Fewer cancers are being diagnosed as emergencies

New analysis from the BJGP shows that fewer cancers are now being treated as emergencies

There have been concerns that large numbers of cancers were not being diagnosed until patients presented at A&E departments, which was thought to represent diagnostic delay or poor access to services, according to the BJGP.

A large study of over half a million patients with cancer who presented as emergencies between 2006 to 2015 has found a decline in the annual rate of emergency presentations, with emergency referrals from GPs falling by about a half.

The study’s authors suggest that this is likely to reflect increasing use by GPs of the two week wait referral pathways, as well as reductions in emergency presentations following a GP referral, likely indicating a trend towards earlier diagnosis in general practice.

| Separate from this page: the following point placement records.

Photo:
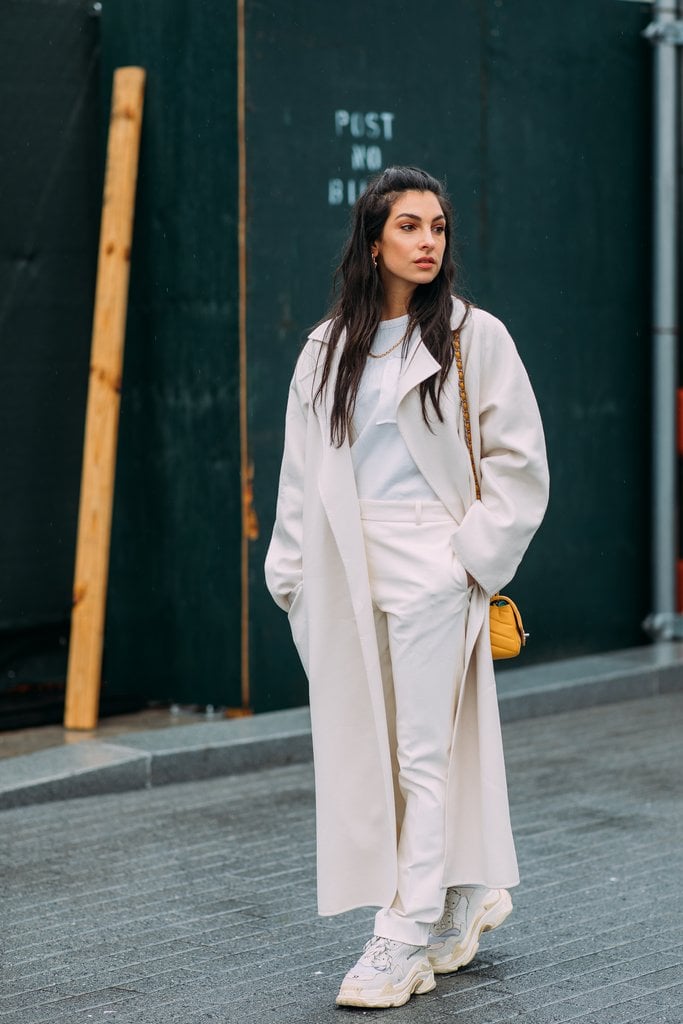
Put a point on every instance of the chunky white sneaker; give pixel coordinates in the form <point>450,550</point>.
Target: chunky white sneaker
<point>386,975</point>
<point>469,910</point>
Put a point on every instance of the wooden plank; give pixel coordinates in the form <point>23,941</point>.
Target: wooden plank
<point>94,524</point>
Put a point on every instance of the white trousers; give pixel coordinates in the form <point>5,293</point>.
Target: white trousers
<point>421,598</point>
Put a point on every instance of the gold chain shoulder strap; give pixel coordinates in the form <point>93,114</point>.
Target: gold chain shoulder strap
<point>466,410</point>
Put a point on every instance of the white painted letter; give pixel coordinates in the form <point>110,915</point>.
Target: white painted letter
<point>357,125</point>
<point>357,158</point>
<point>374,158</point>
<point>387,121</point>
<point>335,192</point>
<point>373,123</point>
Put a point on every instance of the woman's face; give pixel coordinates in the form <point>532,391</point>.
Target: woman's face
<point>411,248</point>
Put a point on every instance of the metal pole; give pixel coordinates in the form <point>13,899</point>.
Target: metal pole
<point>663,623</point>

Certain cancers associated with symptoms that may be tolerable to the patient but appropriately alarming to the GP (for example, pancreatic cancer presenting with painless jaundice, or leukaemia found on blood testing) were more likely to be diagnosed after an emergency GP referral; such instances possibly representing appropriate management.

Patients living in deprived areas were more likely to be diagnosed as emergencies.

Professor Lyratzopoulos, who works as professor of cancer epidemiology at UCL, said:

“More than a decade of monitoring of trends in care pathways before the diagnosis of cancer reveals that the NHS is continually getting better in diagnosing cancer earlier and avoiding emergency presentations, and GPs have played a crucial role in these improvements.

“But we also need new tests to help assess patients with non-specific symptoms; novel diagnostic technologies are still much needed today as they were a decade ago.”